© 9th Ephorate of Prehistoric and Classical Antiquities
Ground plan of tholos tomb of Minyas
The Mycenaean tholos tomb, known as the Tomb of Minyas, the mythical king of Orchomenos, near the ruins of the prehistoric settlement of Orchomenos and the city's later theatre, is one of the largest and most important monuments of its kind. The tomb, which was probably built for the members of the royal family of Orchomenos in 1250 BC, was plundered in antiquity. The monument was visible for many centuries after its original use and even became a place of worship in the Hellenistic period. It was probably a famous landmark until at least the second century AD, when Pausanias visited Orchomenos and described the tholos in detail (9, 38, 2-3).

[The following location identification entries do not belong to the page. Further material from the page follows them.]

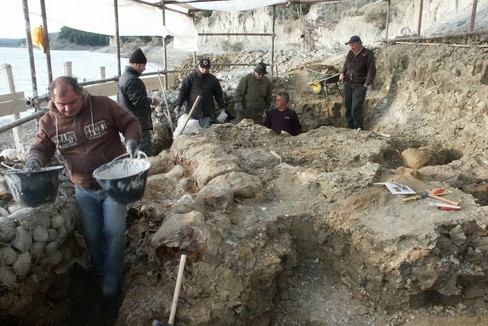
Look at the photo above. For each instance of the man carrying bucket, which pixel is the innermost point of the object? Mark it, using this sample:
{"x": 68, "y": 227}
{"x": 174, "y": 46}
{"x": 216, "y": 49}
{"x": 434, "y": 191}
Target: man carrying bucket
{"x": 85, "y": 129}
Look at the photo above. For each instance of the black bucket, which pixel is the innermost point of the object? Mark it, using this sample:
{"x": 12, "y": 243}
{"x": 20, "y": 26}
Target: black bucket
{"x": 34, "y": 188}
{"x": 124, "y": 180}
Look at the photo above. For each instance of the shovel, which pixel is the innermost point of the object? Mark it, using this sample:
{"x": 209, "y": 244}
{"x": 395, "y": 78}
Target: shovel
{"x": 168, "y": 115}
{"x": 172, "y": 313}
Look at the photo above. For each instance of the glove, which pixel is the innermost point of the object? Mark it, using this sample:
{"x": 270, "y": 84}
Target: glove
{"x": 177, "y": 111}
{"x": 33, "y": 164}
{"x": 239, "y": 107}
{"x": 131, "y": 147}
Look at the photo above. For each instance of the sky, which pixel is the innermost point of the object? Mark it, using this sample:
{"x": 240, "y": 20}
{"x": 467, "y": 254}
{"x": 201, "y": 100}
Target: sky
{"x": 12, "y": 22}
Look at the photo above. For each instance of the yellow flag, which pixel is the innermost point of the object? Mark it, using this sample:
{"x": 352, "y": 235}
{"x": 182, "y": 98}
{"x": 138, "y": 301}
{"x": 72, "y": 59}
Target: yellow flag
{"x": 37, "y": 35}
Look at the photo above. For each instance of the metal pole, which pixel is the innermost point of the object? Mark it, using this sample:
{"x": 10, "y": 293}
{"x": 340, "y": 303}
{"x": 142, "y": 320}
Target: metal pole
{"x": 47, "y": 48}
{"x": 29, "y": 47}
{"x": 117, "y": 36}
{"x": 272, "y": 42}
{"x": 473, "y": 15}
{"x": 165, "y": 50}
{"x": 420, "y": 17}
{"x": 387, "y": 18}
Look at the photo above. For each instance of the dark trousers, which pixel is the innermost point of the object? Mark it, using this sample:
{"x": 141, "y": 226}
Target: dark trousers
{"x": 354, "y": 96}
{"x": 145, "y": 145}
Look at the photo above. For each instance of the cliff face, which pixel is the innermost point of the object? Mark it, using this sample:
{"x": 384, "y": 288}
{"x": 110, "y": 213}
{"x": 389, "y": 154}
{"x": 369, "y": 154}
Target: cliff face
{"x": 332, "y": 24}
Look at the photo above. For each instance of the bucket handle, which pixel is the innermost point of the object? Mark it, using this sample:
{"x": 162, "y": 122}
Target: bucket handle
{"x": 11, "y": 168}
{"x": 138, "y": 154}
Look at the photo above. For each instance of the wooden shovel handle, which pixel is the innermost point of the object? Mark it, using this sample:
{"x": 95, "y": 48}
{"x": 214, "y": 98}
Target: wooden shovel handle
{"x": 172, "y": 314}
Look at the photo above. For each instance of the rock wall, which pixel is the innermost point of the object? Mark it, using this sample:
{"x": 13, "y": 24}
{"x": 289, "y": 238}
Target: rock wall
{"x": 333, "y": 24}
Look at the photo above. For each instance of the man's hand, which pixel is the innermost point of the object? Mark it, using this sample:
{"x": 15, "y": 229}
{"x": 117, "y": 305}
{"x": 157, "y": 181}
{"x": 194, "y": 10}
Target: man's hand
{"x": 177, "y": 111}
{"x": 131, "y": 147}
{"x": 155, "y": 101}
{"x": 33, "y": 164}
{"x": 239, "y": 107}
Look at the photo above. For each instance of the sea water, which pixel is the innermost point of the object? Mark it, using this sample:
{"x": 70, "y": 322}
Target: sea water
{"x": 85, "y": 66}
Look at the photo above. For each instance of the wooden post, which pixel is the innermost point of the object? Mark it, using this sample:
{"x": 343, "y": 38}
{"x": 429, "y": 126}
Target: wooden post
{"x": 9, "y": 83}
{"x": 387, "y": 18}
{"x": 420, "y": 17}
{"x": 272, "y": 42}
{"x": 29, "y": 47}
{"x": 165, "y": 50}
{"x": 117, "y": 37}
{"x": 47, "y": 48}
{"x": 67, "y": 69}
{"x": 473, "y": 15}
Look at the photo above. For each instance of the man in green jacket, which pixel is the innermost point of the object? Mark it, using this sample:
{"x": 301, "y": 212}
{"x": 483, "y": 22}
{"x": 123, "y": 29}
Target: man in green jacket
{"x": 253, "y": 95}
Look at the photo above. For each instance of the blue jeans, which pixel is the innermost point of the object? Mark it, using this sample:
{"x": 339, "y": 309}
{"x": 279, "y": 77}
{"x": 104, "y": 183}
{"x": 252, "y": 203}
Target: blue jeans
{"x": 354, "y": 96}
{"x": 104, "y": 227}
{"x": 145, "y": 145}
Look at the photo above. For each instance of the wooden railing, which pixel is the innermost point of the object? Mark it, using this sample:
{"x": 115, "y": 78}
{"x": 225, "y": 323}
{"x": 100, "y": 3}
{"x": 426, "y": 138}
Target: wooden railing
{"x": 15, "y": 103}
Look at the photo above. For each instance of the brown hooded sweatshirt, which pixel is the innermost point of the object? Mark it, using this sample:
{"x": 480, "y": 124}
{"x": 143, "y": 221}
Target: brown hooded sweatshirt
{"x": 85, "y": 141}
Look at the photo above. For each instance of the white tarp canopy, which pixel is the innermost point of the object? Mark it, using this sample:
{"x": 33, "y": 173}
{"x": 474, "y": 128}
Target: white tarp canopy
{"x": 138, "y": 19}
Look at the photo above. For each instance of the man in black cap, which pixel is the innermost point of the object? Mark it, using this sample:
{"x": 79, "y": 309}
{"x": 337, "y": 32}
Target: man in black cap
{"x": 200, "y": 82}
{"x": 132, "y": 95}
{"x": 253, "y": 95}
{"x": 357, "y": 74}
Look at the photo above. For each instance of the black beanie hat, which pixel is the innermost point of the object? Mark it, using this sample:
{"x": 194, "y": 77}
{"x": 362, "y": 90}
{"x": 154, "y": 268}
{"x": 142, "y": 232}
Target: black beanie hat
{"x": 204, "y": 63}
{"x": 138, "y": 57}
{"x": 261, "y": 68}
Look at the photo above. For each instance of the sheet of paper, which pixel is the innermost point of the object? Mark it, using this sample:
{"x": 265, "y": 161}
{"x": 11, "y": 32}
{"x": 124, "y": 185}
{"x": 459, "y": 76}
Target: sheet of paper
{"x": 397, "y": 188}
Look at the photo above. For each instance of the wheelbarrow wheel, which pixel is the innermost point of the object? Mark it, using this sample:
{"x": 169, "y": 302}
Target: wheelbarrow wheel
{"x": 316, "y": 87}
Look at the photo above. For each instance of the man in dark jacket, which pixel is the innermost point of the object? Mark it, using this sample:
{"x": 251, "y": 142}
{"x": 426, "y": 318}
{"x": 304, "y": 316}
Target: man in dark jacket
{"x": 253, "y": 95}
{"x": 201, "y": 82}
{"x": 132, "y": 95}
{"x": 283, "y": 118}
{"x": 85, "y": 129}
{"x": 357, "y": 74}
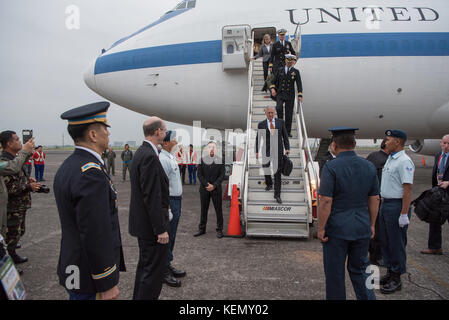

The tomb stood on ground level and had a dromos thirty metres long. Its entrance - 5.46 metres high, 2.70 metres wide at the lower end and 2.43 metres wide at the upper end - was built of limestone (*dark grey Levadhia marble) and had a wooden door. The lintel, still in place today, is six metres long and weighs several tons. The circular chamber is fourteen metres in diameter and was probably the same height. Pausanias relates that the tholos was built in the load displacing technique with a keystone at the very top to hold it together. On the northeast side of the chamber is a small side chamber, accessed by a 2.12 metre high door. A similar side room appears in two other royal graves: the Tomb of Atreus at Mycenae, which is contemporary with the tomb of Minyas, and tholos Tomb A at Archanes, Crete. The entrance and the chamber were decorated with bronze rosettes as shown by the attachment holes on the walls, while the ceiling of the side room consisted of four limestone (green schist) slabs with relief spirals, rosettes and papyrus flowers. In the centre of the chamber is a marble pedestal, 5.73 metres long, which in the Hellenistic period held several statues of gods.

The tomb was entirely preserved at least until the time of Pausanias, who greatly admired its construction. In later centuries the monument was still visible despite its gradual reburial. Early nineteenth century travellers report that the tholos was destroyed. The monument was first excavated by Heinrich Schliemann, Homer's great admirer, whom the legendary wealth of Boeotian Orchomenos undoubtedly tantalized.

Excavations continued in the greater area of the tholos under the Bavarian Academy of Sciences in 1905 and 1907, and Anastasios Orlandos restored the monument in 1914.